Return floating-point emulation control bits, in the location pointed to by (int *)
arg2.
PR_SET_FPEXC (since Linux 2.4.21, 2.5.32, only on PowerPC)
Set floating-point exception mode to arg2. Pass PR_FP_EXC_SW_ENABLE to use FPEXC
for FP exception enables, PR_FP_EXC_DIV for floating-point divide by zero,
PR_FP_EXC_OVF for floating-point overflow, PR_FP_EXC_UND for floating-point
underflow, PR_FP_EXC_RES for floating-point inexact result, PR_FP_EXC_INV for
floating-point invalid operation, PR_FP_EXC_DISABLED for FP exceptions disabled,
PR_FP_EXC_NONRECOV for async nonrecoverable exception mode, PR_FP_EXC_ASYNC for
async recoverable exception mode, PR_FP_EXC_PRECISE for precise exception mode.

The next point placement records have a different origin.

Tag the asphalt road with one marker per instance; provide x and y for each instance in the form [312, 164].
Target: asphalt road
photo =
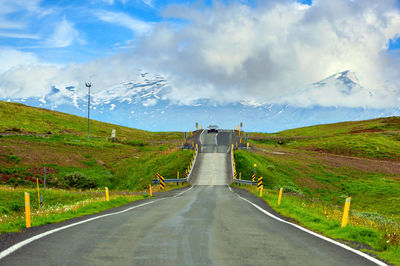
[208, 224]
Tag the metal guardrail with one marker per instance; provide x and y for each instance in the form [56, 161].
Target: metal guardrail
[244, 182]
[157, 181]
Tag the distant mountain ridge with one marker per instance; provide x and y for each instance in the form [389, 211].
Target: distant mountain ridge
[142, 103]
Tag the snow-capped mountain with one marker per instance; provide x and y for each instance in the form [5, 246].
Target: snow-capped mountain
[142, 103]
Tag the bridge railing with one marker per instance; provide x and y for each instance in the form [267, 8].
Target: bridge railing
[188, 173]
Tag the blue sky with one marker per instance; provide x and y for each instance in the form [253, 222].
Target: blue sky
[95, 37]
[33, 28]
[265, 50]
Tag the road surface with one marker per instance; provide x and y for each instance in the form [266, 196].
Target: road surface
[207, 224]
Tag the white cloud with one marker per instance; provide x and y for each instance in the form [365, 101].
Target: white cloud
[121, 19]
[11, 58]
[236, 52]
[148, 2]
[19, 35]
[64, 35]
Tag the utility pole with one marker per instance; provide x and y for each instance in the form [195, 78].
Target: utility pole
[88, 85]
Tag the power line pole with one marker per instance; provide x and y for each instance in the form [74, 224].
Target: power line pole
[88, 85]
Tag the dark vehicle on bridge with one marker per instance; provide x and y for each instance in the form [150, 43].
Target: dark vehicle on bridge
[212, 129]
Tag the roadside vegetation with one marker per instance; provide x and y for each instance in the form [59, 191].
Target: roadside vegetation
[318, 167]
[77, 169]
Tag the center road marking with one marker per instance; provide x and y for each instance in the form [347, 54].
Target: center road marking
[25, 242]
[378, 262]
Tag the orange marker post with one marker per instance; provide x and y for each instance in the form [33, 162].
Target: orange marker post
[346, 212]
[280, 196]
[37, 185]
[107, 195]
[27, 210]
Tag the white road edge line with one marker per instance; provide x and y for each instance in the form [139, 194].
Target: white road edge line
[362, 254]
[25, 242]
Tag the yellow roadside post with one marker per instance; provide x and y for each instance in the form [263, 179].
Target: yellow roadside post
[162, 182]
[37, 185]
[107, 195]
[280, 196]
[260, 185]
[346, 212]
[27, 210]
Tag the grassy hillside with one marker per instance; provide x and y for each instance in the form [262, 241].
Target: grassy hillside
[377, 138]
[33, 138]
[319, 166]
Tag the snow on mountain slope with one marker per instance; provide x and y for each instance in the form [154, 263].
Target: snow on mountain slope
[341, 89]
[142, 103]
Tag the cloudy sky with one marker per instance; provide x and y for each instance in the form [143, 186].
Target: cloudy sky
[222, 50]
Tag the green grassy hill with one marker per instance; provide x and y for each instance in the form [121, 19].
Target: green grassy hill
[33, 138]
[377, 138]
[319, 166]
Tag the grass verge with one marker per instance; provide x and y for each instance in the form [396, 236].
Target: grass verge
[59, 205]
[368, 235]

PR_GET_FPEXC (since Linux 2.4.21, 2.5.32, only on PowerPC)
Return floating-point exception mode, in the location pointed to by (int *) arg2.

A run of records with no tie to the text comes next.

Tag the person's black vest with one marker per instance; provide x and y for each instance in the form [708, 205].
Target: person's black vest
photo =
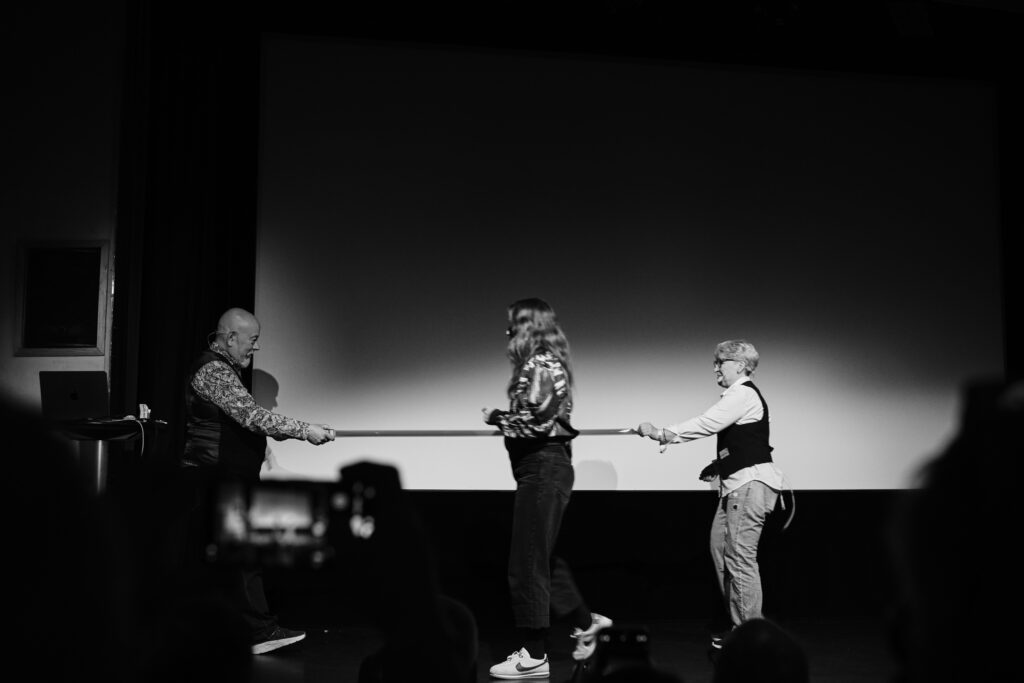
[743, 445]
[213, 438]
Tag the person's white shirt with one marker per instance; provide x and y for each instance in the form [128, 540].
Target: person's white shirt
[738, 404]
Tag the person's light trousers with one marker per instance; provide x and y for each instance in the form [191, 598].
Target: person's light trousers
[735, 532]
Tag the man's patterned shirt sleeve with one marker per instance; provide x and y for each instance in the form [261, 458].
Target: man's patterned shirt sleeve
[217, 383]
[541, 389]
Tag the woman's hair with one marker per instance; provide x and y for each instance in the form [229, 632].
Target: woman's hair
[738, 349]
[534, 329]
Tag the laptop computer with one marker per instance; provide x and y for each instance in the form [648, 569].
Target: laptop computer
[76, 394]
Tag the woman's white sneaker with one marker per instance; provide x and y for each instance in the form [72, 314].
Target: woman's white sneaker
[520, 665]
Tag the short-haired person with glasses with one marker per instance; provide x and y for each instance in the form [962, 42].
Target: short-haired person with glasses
[749, 482]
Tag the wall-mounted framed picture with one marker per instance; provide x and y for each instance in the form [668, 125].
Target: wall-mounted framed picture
[61, 298]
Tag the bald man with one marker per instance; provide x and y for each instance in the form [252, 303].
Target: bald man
[225, 439]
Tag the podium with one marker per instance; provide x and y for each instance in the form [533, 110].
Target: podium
[93, 436]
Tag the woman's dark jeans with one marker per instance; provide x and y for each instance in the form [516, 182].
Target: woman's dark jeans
[541, 584]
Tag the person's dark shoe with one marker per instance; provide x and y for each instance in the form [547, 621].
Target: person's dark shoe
[717, 638]
[278, 638]
[587, 640]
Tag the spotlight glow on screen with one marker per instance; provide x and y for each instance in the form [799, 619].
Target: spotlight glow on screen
[846, 225]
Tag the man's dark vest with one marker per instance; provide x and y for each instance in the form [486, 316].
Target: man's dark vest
[213, 438]
[743, 445]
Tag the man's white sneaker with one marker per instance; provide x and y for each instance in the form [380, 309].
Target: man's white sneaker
[520, 665]
[587, 640]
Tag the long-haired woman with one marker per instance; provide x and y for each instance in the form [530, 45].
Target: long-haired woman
[538, 436]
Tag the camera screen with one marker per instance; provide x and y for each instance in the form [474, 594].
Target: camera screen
[271, 523]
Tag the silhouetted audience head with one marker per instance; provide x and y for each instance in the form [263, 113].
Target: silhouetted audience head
[761, 651]
[427, 636]
[952, 542]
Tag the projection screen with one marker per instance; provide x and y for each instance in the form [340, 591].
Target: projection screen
[845, 224]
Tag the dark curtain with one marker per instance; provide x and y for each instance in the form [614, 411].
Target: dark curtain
[186, 209]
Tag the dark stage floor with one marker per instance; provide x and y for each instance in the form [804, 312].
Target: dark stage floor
[840, 651]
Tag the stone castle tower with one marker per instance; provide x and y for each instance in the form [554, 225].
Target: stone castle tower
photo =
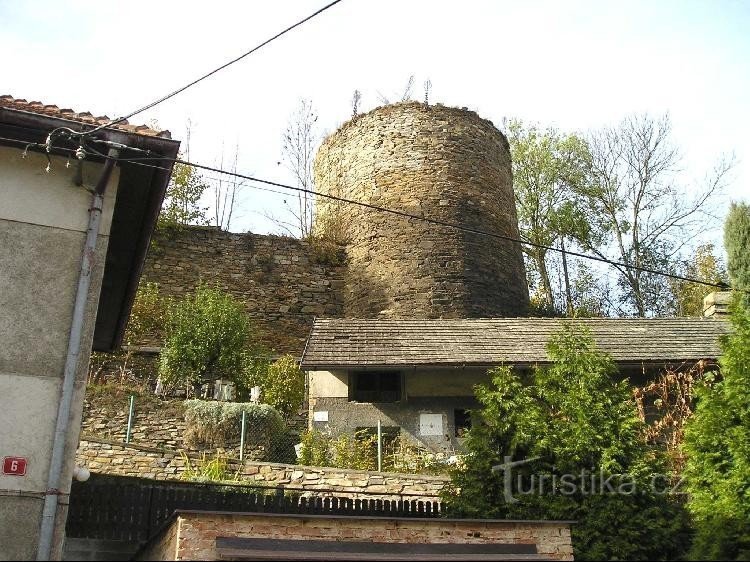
[437, 162]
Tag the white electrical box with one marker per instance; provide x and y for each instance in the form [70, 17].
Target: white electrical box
[431, 424]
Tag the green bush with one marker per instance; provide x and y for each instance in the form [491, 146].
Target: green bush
[568, 418]
[314, 450]
[148, 315]
[218, 424]
[359, 451]
[207, 333]
[282, 383]
[717, 439]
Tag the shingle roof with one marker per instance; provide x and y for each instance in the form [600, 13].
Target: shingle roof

PR_SET_KEEPCAPS (since Linux 2.2.18)
Set the state of the thread's "keep capabilities" flag, which determines whether
the threads's permitted capability set is cleared when a change is made to the
threads's user IDs such that the threads's real UID, effective UID, and saved set-
user-ID all become nonzero when at least one of them previously had the value 0.
By default, the permitted capability set is cleared when such a change is made;
setting the "keep capabilities" flag prevents it from being cleared. arg2 must be
either 0 (permitted capabilities are cleared) or 1 (permitted capabilities are
kept). (A thread's effective capability set is always cleared when such a
credential change is made, regardless of the setting of the "keep capabilities"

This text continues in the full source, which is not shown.